Kendall smiled, drawn out of her own misery for the first time since she’d arrived in New York early that afternoon. She and Mallory and Tanya and Faye had met at their first Wordsmiths Incorporated conference in Orlando; all four of them wannabes who’d stood, knees knocking, waiting for their turns to pitch ideas during editor and agent appointments. Fifteen minutes to try to sell yourself and your talent to a twentysomething girl who held all the power and couldn’t understand why you, who might be as old as her mother, or possibly her grandmother, were unable to keep your voice from cracking as you delivered your carefully memorized pitch.
They’d bonded then and there, four women of disparate ages and even more disparate backgrounds, drawn together by their fear and longing.
How many times during that first conference had Mallory dragged her through the cocktail lounge insisting they had to work the room and get their names out there? How often had the four of them sought each other out in that sea of two thousand strangers, carving out their own ground, pooling their strengths and resources, vowing that all four of them would beat the odds and see their books in print?
Miraculously, they’d done it, continued to do it. Against all those frightening odds.

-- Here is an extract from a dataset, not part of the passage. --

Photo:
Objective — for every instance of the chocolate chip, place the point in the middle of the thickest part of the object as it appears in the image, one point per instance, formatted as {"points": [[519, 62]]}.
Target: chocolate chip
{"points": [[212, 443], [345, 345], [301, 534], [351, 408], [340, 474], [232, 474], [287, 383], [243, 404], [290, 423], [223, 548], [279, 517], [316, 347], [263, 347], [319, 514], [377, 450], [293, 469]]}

Kendall’s own chin went up a notch. Her career might be faltering, but she did, in fact, have one. She was multipub lished by a major New York publisher and so were her friends. They’d all done respectably, though Mallory was the only one of them who’d hit the all-important
New York Times
list regularly.
Somewhere inside this bar the three of them waited for her, back from their own publisher dinners and parties, a warm cozy oasis in the middle of the Sahara of publishing.
Her children might not need her anymore; her husband, well, she wasn’t ready to think about what, if anything, he wanted from her anymore. But she had her friends and she was somebody in this world. A smallish somebody perhaps. Not as big as Mallory. Or as prolific as Tanya. Or in as hot a space as Faye. But she had value here; her name was known. She wasn’t finished yet.
She couldn’t be finished.
Because if she wasn’t an author, she was nothing. And nothing was the one thing Kendall Aims was not prepared to be.